If it is true that we are what we do, a corollary is that we do it with, to, for, by somebody else. As John Dunne said,
No man is an island entire of itself; every man
is a piece of the continent, a part of the main;
... any man's death diminishes me,
because I am involved in mankind...
The philosophizing recluse is an extreme, of which there are probably not many actual examples. More common are the professional or devoted amateur philosophers, who are narrowly focussed, and likely involved with other people who are similarly narrowly focussed. They occupy islands with a small number of inhabitants. Their "field" is very proscribed.
There are groups of extremophiles who are similar to philosophers: Old line socialists and anarchists come to mind. They are very narrow in their views, quite restricted in their activities. Actually there are quite a few 'specialties' in which a sort of OCD takes over, whether the subject matter is Jane Austin, bird watching, or body builders.
Most of these extremophiles are not harmful to society; they are more just irrelevant. I am thinking of actual people I know who fit as extremophiles. They are not bad people.
The really bad people in this world are immensely involved with other people as racketeers of various kinds -- Bernie Madoff to Mark Zuckerberg.
Most people fall in between the extremes, in the middle. Their lives are indifferent, good, or bad (a continuum) as they live out the roles, the possibilities, of their particular lives.

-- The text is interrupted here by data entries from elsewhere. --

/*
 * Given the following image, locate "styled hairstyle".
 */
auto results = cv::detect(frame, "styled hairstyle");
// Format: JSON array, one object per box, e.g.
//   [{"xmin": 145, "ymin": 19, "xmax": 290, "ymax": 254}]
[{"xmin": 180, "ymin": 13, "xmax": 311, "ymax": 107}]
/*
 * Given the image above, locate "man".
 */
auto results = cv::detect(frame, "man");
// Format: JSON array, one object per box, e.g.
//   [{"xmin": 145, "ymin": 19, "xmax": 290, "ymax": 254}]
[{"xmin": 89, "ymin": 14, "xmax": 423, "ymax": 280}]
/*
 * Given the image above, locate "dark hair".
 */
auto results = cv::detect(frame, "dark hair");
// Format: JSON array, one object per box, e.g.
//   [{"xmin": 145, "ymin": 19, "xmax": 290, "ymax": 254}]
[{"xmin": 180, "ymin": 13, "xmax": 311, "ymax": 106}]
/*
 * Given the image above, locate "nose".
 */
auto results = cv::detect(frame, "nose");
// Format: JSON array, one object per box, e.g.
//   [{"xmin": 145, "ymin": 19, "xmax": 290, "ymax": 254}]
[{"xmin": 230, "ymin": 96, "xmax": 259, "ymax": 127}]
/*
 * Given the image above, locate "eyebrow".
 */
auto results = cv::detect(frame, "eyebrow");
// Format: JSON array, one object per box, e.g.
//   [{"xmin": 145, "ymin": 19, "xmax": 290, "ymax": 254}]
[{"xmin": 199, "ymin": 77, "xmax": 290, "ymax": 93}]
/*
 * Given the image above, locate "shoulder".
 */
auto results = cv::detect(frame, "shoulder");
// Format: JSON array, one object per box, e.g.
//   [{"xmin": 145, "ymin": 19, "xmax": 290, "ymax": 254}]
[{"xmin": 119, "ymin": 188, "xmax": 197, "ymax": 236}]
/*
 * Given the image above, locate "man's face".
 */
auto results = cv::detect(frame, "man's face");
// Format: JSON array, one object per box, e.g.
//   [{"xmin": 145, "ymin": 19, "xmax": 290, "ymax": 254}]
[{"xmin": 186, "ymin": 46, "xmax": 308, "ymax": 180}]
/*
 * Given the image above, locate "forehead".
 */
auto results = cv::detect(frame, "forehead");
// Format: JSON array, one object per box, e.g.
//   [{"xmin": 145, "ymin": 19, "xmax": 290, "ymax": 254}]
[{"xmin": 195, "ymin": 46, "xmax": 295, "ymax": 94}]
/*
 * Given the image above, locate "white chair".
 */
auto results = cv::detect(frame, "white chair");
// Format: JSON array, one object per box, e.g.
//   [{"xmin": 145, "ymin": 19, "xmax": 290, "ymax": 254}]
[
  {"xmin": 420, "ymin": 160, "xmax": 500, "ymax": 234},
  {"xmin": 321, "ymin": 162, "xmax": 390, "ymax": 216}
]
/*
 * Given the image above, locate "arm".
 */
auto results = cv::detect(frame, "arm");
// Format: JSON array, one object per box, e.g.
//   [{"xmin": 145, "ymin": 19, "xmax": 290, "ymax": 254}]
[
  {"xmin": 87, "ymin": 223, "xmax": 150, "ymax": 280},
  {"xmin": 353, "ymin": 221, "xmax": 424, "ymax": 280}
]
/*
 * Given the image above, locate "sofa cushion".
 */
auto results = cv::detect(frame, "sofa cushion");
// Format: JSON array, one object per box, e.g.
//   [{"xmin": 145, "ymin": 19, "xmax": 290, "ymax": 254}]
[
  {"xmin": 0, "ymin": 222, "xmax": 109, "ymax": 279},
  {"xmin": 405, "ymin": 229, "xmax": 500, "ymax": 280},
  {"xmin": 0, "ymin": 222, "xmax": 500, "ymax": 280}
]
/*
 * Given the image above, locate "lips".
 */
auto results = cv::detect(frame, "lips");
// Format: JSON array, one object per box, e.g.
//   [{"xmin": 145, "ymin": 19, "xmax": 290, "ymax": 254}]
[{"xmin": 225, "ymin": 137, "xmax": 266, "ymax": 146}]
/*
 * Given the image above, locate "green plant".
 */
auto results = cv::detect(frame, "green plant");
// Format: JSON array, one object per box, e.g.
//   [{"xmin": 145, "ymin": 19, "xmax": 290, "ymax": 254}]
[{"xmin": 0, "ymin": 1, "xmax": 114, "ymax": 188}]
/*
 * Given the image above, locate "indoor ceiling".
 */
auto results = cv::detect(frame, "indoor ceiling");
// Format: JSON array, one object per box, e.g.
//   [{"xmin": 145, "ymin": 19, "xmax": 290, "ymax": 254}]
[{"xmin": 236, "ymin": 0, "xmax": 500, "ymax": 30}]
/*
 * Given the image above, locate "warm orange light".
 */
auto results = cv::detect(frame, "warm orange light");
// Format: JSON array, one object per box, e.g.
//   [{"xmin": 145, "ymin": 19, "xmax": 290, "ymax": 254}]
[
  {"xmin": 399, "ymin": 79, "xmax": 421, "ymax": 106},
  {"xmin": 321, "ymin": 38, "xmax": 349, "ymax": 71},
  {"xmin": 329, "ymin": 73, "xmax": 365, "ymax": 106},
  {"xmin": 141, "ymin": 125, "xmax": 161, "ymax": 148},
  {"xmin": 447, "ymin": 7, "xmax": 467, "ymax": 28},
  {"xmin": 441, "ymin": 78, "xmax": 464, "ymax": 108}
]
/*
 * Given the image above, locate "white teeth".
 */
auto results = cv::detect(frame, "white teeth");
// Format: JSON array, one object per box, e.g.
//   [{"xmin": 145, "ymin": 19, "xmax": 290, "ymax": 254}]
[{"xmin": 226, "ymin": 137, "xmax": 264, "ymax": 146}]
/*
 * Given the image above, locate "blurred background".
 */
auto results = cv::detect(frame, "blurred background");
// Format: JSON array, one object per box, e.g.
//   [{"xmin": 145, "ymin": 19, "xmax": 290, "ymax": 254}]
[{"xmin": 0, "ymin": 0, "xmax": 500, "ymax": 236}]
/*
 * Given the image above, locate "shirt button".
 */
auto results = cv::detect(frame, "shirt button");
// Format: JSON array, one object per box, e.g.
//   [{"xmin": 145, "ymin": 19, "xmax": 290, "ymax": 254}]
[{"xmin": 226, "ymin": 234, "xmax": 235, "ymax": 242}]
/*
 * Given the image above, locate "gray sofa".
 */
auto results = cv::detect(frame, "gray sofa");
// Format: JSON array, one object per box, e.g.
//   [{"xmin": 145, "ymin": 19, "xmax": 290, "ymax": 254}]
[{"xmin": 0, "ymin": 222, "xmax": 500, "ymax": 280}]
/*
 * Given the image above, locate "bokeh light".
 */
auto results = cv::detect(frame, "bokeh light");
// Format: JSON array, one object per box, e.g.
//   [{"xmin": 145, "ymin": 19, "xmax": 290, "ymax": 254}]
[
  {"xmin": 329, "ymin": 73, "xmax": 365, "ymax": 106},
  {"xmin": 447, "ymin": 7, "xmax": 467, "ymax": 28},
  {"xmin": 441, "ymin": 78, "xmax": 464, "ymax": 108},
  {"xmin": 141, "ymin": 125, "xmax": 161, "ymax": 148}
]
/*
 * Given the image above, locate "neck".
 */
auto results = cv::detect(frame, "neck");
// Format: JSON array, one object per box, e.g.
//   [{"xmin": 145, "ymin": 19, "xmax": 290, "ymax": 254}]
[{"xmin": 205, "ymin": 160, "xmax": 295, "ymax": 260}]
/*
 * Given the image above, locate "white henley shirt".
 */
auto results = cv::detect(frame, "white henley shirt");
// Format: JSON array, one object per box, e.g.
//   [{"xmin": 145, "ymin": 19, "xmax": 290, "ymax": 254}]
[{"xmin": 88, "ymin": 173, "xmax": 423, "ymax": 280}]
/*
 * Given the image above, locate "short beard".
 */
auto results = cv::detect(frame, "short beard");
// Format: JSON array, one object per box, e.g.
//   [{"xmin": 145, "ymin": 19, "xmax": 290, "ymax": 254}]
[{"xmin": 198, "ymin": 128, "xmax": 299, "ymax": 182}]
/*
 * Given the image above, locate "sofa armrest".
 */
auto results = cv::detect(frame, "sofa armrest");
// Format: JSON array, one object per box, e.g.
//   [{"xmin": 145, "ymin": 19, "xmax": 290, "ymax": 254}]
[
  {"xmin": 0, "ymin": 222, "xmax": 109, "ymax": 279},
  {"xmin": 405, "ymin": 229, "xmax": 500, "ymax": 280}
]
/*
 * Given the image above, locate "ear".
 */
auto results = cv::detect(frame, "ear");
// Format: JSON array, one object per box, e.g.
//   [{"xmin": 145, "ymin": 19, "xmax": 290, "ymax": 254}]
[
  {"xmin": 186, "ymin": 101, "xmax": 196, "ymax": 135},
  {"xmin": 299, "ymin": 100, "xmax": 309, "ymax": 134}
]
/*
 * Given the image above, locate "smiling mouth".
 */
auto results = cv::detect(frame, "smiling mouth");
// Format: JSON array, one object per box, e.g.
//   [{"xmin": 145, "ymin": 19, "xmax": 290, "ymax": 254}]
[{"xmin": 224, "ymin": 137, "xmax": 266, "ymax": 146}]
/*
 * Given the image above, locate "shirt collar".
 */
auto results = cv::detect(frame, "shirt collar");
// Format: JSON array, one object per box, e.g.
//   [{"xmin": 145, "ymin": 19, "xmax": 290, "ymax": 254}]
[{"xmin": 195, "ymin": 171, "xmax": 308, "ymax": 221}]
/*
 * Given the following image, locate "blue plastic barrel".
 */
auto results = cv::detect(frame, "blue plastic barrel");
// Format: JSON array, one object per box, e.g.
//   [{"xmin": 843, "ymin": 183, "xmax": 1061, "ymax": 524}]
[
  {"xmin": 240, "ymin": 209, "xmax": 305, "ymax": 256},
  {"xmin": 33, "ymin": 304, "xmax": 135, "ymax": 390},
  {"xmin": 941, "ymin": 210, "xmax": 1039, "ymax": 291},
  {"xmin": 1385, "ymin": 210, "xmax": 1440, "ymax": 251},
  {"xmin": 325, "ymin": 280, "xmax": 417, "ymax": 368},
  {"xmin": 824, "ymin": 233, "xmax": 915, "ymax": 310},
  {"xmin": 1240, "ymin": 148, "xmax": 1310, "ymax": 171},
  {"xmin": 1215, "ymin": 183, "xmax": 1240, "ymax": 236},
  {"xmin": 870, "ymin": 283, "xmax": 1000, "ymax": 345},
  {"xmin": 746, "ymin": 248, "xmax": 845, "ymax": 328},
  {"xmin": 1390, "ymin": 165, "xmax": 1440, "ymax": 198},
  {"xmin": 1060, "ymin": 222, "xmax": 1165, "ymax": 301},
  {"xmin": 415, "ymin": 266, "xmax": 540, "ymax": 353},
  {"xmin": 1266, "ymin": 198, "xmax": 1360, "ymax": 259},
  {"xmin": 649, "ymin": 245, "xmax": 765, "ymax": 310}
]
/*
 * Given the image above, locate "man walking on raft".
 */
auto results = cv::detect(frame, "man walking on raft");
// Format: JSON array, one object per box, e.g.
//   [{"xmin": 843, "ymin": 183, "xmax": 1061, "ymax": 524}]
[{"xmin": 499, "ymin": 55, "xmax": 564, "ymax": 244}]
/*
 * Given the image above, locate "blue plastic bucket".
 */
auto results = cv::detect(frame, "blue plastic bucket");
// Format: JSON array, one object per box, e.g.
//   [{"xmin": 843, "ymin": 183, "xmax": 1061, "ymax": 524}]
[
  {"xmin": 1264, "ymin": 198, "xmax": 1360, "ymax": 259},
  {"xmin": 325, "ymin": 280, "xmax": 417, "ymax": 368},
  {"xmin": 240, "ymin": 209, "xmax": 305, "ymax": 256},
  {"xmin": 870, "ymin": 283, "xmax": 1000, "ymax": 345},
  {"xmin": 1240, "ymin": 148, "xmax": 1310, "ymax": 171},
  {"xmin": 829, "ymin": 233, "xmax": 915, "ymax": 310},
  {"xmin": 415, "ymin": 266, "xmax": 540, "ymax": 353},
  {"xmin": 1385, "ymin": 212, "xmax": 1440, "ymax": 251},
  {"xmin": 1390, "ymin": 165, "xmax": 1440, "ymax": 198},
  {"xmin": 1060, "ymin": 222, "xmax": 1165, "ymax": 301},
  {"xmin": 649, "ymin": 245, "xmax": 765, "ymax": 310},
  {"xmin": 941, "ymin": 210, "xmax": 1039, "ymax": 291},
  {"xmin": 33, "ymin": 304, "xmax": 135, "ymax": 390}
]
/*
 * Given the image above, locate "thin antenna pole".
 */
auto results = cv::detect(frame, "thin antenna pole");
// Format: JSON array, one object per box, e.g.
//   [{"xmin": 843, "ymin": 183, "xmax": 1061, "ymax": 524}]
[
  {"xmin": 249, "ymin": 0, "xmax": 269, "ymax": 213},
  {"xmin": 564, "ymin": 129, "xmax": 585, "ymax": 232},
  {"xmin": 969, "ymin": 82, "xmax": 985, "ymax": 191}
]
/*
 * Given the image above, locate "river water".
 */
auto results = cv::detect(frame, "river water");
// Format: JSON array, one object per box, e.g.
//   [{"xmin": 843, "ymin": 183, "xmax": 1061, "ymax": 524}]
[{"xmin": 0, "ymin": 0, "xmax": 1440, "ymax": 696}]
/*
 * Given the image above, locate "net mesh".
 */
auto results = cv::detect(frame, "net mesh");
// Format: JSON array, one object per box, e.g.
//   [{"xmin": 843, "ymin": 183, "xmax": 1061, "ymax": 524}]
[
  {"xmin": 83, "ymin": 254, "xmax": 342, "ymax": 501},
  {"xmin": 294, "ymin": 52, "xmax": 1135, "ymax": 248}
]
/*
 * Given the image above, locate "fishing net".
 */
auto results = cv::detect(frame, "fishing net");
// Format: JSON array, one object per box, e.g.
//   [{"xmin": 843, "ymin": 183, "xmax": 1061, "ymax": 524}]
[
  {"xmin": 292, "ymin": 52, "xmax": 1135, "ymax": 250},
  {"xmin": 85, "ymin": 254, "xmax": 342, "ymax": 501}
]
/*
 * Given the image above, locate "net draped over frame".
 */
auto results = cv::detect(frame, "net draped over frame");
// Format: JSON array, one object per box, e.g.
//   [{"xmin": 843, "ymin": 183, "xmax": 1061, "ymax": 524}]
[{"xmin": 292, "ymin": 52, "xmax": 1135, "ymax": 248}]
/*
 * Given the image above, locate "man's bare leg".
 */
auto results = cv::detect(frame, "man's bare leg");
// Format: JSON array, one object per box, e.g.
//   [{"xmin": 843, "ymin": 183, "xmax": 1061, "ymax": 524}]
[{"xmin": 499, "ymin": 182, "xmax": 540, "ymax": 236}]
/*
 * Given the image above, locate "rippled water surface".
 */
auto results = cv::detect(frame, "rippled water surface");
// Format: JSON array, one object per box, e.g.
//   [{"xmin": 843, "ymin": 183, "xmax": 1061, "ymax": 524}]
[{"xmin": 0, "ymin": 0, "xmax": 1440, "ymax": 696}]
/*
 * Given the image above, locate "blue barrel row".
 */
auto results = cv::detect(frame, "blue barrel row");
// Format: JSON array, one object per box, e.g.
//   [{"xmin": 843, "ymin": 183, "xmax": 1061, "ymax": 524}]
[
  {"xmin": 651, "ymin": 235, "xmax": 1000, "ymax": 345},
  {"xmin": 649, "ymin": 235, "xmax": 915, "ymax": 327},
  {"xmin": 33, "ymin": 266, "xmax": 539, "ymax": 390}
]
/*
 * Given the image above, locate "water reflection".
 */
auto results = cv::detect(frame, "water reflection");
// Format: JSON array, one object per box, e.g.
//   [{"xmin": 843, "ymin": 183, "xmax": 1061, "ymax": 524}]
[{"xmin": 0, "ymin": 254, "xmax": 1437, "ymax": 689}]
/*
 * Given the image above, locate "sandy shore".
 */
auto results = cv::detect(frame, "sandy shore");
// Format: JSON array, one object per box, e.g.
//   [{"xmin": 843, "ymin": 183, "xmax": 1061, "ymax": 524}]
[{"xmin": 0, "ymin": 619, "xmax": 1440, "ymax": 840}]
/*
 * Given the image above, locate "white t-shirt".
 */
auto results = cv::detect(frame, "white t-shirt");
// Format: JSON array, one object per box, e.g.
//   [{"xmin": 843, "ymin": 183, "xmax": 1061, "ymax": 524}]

From my POV, the quality of a life is determined by what we do, with whom, to whom, by whom, for whom. Any individual on earth has opportunities to make positive contributions in their interactions with other people. Most people act in small positive ways most of the time. When large numbers of people act in negative ways, and larger negative ways at that, life for other people begins to deteriorate. Lots of examples of both the positive and the negative.